Я брожу по берегу, бормочу, сочиняя стихи: по случаю годовщины Октября в школе намечен праздник с выступлением нашего хора, доморощенных поэтов и музыкантов. Меня тоже записали в выступающие со своими стихами. Но все мои стихи писались для газеты, то есть для заполнения свободного места, почти экспромтом, а чтобы для всей школы, надо что-то более значительное. А что именно, я не знаю, пробую то одно, то другое. Вот в школьной газете все время публикуют стихи какого-то П. И все про революцию, про минувшую войну, и даже про Сталина. Стихи мне, честно говоря, не нравятся, но не по смыслу, а по исполнению. В них рифма слишком тяжела, ритм изломан, слова неуклюжи. Я пробую про то же самое, надеясь, что получится легче и прозрачнее, но получается ерунда:
Партийный съезд наметил путь
К великой цели.
И гений Сталина вдохнуть…
вдохнуть… что вдохнуть?
пили, ели, колыбели…
Чертовщина какая-то! А главное – мне совсем не хочется про съезд. Но как же без съезда? – никак нельзя. Между тем Сталин и съезд – это где-то далеко, за пределами реальности, и непонятно, как их связать с самим собой. То есть, как если бы рисовать деревья, стоящие на заднем плане, такими же четкими, как и на переднем. А передний план – это школа, Русаниха, в которую я снова влюблен, предстоящий вечер, записки таинственных корреспонденток… Передний план ближе и понятнее.
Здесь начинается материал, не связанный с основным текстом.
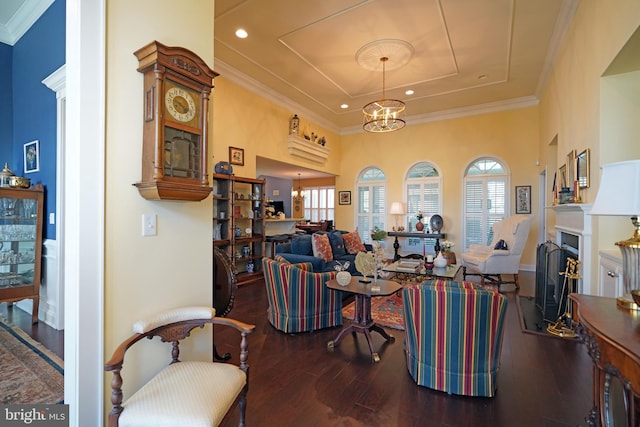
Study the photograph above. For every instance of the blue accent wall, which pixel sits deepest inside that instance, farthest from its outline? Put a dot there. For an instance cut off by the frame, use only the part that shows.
(38, 53)
(6, 110)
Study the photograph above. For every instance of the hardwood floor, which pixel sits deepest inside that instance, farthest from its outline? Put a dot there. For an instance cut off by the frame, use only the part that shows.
(295, 380)
(41, 332)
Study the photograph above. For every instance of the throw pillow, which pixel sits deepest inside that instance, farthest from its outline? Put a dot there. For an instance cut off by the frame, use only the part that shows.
(301, 245)
(337, 243)
(352, 243)
(321, 247)
(501, 246)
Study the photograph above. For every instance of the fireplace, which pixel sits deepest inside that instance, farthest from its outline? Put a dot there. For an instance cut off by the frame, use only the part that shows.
(573, 233)
(551, 292)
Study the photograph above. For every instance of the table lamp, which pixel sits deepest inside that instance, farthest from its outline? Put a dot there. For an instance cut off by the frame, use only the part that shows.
(396, 209)
(619, 195)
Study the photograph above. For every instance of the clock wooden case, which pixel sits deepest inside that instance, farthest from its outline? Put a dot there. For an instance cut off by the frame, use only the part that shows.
(177, 84)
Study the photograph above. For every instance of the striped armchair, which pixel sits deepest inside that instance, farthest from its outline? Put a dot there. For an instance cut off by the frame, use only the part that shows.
(298, 298)
(453, 336)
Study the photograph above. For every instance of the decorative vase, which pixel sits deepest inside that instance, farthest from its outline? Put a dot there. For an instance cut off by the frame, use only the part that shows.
(440, 261)
(343, 278)
(449, 256)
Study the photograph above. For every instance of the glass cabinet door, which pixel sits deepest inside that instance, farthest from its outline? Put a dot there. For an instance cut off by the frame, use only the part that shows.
(18, 240)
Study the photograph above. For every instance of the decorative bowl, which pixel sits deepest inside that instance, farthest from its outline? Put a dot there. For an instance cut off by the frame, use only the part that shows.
(635, 294)
(19, 181)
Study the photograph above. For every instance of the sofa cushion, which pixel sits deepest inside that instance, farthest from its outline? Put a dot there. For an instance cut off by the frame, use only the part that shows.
(352, 243)
(301, 245)
(337, 243)
(321, 246)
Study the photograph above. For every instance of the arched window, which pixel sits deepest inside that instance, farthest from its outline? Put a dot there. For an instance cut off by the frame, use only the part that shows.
(486, 195)
(371, 202)
(423, 193)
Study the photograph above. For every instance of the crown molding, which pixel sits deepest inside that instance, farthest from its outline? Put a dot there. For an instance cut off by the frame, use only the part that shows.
(22, 20)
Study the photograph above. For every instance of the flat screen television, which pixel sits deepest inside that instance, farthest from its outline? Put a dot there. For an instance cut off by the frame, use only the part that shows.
(278, 205)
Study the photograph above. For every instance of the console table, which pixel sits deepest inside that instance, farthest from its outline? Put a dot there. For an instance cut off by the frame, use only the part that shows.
(612, 337)
(396, 244)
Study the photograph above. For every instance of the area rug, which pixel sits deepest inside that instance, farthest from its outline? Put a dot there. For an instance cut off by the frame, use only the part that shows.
(385, 311)
(29, 372)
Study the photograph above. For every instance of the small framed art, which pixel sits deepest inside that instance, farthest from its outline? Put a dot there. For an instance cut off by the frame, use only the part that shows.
(32, 156)
(236, 156)
(523, 199)
(344, 197)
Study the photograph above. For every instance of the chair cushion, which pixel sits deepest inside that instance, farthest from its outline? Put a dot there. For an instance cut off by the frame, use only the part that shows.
(352, 243)
(321, 246)
(188, 394)
(301, 245)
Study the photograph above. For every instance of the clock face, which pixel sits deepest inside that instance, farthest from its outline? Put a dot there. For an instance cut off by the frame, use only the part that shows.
(180, 104)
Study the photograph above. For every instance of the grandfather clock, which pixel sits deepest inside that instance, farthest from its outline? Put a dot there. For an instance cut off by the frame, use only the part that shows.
(177, 84)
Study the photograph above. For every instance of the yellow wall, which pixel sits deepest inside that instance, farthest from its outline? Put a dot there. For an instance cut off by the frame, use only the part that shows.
(245, 120)
(451, 145)
(147, 274)
(577, 105)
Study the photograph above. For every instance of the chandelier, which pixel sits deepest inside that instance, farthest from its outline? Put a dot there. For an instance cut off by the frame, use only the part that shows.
(384, 115)
(298, 195)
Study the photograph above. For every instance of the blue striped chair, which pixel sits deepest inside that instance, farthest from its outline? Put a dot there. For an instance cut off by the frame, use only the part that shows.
(453, 336)
(298, 298)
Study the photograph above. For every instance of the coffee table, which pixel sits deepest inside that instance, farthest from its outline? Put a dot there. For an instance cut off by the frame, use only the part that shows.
(362, 322)
(449, 272)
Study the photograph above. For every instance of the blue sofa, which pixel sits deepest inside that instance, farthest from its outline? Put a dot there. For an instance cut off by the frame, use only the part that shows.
(299, 249)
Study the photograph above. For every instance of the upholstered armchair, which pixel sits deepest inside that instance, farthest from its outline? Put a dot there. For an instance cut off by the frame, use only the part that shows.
(453, 336)
(193, 393)
(500, 257)
(298, 298)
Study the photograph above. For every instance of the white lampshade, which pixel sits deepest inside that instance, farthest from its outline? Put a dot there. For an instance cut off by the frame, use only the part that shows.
(619, 192)
(619, 195)
(396, 208)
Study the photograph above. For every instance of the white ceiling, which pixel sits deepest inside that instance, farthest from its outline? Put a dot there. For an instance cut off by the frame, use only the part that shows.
(464, 56)
(17, 16)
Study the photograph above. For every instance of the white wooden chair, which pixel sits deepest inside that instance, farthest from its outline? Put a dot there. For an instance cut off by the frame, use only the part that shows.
(186, 394)
(489, 261)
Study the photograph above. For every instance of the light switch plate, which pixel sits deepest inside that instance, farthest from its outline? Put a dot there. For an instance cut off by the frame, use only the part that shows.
(149, 225)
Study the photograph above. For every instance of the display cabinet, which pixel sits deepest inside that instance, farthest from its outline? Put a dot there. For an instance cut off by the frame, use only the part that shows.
(238, 223)
(21, 213)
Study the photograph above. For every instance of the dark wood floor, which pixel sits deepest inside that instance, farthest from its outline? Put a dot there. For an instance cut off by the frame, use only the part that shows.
(41, 332)
(296, 381)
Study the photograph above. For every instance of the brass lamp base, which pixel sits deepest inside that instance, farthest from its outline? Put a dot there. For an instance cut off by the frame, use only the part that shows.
(627, 303)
И откуда-то из глубин моего сознания ползут и ползут строчки в ритм шагов по скрипучему песку, в ритм плескучих волн:
Брожу у моря. Тихим плеском,
Оно напоминает мне
Другие звуки в звездном блеске,
Рожденные в ночной волне.
В глубинах пасмурных сокрыты,
Обломки древних кораблей,
Средь них русалки деловито
Ткут пряжу из морских стеблей.
Тоже не лучше. Как будто я спускался в эти глубины, видел там корабли и русалок. Но в общем и целом, если хорошенько поработать…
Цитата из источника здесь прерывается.